With her colorful family history more than a century old and threatening to fade away like much of small-town history, the author of this book offers a brief biography for each of her aunts, her mother, her grandparents, and extended family in the form of vignettes and snapshots. Each of these stories details a moment in life either important or emblematic of a big family living in a rural part of Connecticut that remains sparsely populated to this day. Each of the Harding sisters has significant details of her life recorded here: marriages, children, dominant character traits, and a funny anecdote or two to complete the picture. All of this is told through the family’s primary hobby of gossip, personal recollection, or occasionally the inclusion of newspaper quotes both from the author’s childhood pen or from the official press.
In each chapter, memories are shared and captured on the page, whether about specific members of the Harding family or just about life in the Lyme area—from festivals and snowy winters to church events and local family traditions. The author blends her personal perspective with the story she inherited from the conversations of her relatives. Being a family story, the details often get personal, and nothing less should be expected from a document that seeks to capture the dynamic of familial relations either by blood or by adoption. Complete with many family photos, this book serves to capture the Harding legacy for any interested reader as well as providing a glimpse of how much life has changed in just over a century.
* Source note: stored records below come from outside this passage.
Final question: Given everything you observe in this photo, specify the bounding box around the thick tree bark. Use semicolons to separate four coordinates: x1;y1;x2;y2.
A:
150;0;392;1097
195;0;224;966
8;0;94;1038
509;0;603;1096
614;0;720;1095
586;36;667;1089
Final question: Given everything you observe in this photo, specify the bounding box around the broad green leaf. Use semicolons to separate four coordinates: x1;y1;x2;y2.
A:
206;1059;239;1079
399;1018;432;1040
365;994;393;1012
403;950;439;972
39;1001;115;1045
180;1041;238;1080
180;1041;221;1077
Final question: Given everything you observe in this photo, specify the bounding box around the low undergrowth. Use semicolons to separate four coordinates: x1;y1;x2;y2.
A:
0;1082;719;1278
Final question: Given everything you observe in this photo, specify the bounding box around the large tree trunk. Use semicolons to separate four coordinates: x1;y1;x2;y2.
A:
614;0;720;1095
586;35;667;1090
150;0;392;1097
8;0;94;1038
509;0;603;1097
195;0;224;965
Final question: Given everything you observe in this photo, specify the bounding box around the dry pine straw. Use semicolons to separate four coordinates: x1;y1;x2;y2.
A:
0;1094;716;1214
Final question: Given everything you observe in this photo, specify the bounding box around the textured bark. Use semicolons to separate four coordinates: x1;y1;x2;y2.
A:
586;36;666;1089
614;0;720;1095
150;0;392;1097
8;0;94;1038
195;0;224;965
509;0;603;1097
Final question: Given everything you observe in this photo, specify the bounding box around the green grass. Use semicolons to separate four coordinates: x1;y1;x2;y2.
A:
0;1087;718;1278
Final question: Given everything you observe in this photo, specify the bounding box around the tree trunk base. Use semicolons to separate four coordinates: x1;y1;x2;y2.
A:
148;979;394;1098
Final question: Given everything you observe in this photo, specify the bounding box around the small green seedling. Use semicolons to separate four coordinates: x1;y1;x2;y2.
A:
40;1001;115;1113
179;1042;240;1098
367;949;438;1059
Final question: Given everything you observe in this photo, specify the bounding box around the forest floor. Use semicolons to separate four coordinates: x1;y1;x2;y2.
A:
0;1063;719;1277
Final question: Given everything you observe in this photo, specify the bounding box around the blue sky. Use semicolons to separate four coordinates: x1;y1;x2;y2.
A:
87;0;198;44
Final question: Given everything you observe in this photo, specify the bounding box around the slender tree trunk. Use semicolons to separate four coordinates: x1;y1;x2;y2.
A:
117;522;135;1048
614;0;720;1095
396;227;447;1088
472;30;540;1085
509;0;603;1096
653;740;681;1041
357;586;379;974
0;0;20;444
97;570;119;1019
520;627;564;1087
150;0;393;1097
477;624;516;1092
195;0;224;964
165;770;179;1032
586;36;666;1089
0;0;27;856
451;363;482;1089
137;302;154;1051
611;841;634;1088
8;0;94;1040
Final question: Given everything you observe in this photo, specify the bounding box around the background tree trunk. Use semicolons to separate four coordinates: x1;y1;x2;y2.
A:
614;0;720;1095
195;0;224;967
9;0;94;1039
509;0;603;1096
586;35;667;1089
This book resides in an interesting middle ground. It is most certainly a biography, but because of the author’s role in the family and her firsthand accounts, it can, at times, be told from a first-person perspective. Often the author’s nostalgia for simpler times shines on the page, drawing readers in with fascination as tales of telephone party lines and trips to the city fair come to life in vivid detail and description. As outlined in her introduction, Plimpton’s mother was perfectly suited for the task of writing this book as an author, historian, and genealogist, but left this story in her daughter’s hands to tell, and that urgency and necessity is apparent by the meticulous nature of the text.
In addition to a semi-chronological storytelling format, certain chapters are dedicated to genealogical tasks: compiling marriage announcements and obituaries, outlining generations, and preserving official records. Even though there are generations of family members and marriages recorded, the book chooses the single generation full of Harding women as its primary topic of focus and sticks to it, profiling and chronicling each of the women in a thorough but not long-winded manner. Genealogy buffs will find a lot of inspiration in this style: compiling all of the data but joining it to personal stories and emotional details that give each chapter a sense of life and vibrancy. Although at its heart this is one family’s story, the author’s book holds historical and cultural significance for all readers and provides a shining example of how family history can be more than just charts, scrapbooks, and newspaper articles.